Depois de se acalmar, a princesa respondeu:
— Está bem, pai. Por muito que me custe, pelo respeito que lhe tenho, aceito a sua decisão. Mas peço-lhe, pai, por favor deixe-me falar um última vez com o pastor, para me despedir. Prometo-lhe que nunca mais irei ao encontro dele.
O rei sabia que a palavra da princesa valia ouro. Afinal, tinha-a educado bem. Por isso, sensibilizado, disse-lhe que sim, mas reforçou:
— É a última vez!
A princesa foi ao encontro do pastor nos frondosos campos verdes onde se conheceram.
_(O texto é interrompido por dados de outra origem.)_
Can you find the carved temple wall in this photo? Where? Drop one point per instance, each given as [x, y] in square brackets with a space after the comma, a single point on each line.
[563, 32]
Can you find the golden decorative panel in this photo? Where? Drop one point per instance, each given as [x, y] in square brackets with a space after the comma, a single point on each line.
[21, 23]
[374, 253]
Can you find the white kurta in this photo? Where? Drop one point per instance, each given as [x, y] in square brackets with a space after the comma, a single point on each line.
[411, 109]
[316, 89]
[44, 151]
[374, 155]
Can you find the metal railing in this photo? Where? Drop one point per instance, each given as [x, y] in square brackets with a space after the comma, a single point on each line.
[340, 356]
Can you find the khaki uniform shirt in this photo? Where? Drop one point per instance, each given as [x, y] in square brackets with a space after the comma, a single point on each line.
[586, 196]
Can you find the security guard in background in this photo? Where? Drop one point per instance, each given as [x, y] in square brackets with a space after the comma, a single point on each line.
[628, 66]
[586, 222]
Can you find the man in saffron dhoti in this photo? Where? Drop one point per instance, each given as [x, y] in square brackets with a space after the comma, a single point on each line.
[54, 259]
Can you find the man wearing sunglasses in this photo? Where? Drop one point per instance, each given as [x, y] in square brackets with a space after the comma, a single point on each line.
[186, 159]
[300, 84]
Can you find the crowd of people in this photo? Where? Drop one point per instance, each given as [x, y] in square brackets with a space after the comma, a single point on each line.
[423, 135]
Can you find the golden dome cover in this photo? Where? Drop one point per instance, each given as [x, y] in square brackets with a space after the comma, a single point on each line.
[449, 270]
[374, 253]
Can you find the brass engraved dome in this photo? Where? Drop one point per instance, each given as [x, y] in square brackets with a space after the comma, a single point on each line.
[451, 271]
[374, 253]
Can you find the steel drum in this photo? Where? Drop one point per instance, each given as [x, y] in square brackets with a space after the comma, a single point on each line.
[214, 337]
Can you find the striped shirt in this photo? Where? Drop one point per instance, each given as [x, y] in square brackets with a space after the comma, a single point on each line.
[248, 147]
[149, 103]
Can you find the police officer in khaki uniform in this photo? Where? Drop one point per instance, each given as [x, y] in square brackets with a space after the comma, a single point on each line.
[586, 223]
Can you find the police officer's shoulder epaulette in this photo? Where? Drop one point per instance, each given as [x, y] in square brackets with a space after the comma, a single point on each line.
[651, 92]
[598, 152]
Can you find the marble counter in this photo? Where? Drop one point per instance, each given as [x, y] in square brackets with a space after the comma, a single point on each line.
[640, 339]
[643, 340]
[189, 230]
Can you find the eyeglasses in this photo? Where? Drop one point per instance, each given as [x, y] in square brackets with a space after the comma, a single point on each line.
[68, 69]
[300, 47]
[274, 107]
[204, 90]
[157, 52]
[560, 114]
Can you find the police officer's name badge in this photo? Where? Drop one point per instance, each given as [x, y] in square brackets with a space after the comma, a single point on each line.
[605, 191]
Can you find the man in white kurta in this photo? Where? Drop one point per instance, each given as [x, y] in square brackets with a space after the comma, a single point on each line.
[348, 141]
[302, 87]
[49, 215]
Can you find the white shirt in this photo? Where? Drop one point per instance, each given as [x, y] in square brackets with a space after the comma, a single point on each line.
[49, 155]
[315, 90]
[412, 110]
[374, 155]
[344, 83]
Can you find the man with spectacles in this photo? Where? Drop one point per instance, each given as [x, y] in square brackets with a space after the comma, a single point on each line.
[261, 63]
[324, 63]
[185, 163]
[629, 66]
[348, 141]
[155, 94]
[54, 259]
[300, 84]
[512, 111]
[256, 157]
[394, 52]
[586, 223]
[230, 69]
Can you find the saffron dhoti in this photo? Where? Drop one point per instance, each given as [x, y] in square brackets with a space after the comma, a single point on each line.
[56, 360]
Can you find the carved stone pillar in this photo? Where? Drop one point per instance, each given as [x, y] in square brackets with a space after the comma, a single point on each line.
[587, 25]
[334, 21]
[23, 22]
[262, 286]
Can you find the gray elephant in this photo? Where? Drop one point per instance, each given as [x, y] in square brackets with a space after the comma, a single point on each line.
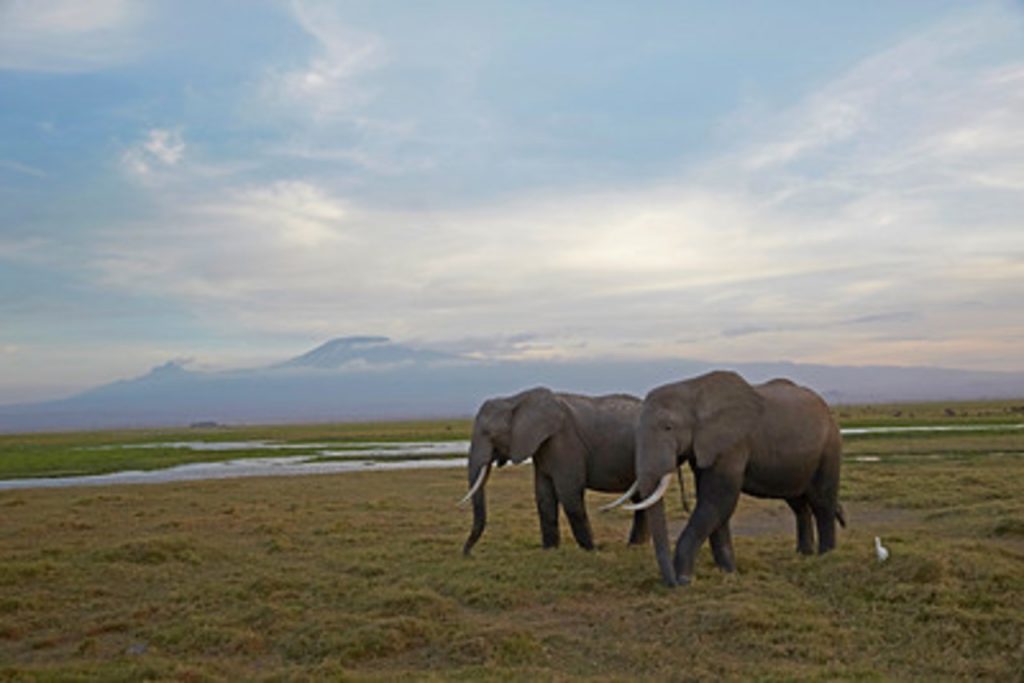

Vendo o seu ar pesaroso, o pastor perguntou-lhe:
— Princesa, porque é que estás tão triste?
— Querido pastor, não posso mais ver-te! O meu pai proibiu-me, e a palavra do rei é uma ordem, à qual não podemos desobedecer! — disse a princesa entre soluços.
Ficaram os dois ali a falar durante muito tempo, sobre o seu amor e sobre a inevitável separação. As lágrimas de ambos corriam em catadupa.
Choraram tanto que as lágrimas dos olhos azuis da princesa formaram uma lagoa azul, e as lágrimas dos olhos verdes do pastor formaram uma lagoa verde.
Ao separarem-se, olharam para o vale e viram uma enorme lagoa feita das suas lágrimas, mas estas não se misturavam, De um lado, estão as lágrimas verdes, do outros estão as lágrimas azuis, separadas por um pequeno canal. Tal como eles, a Lagoa azul e a Lagoa verde formam uma só: a lagoa das Sete Cidades. Não se podem unir, mas também nunca as poderão separar.”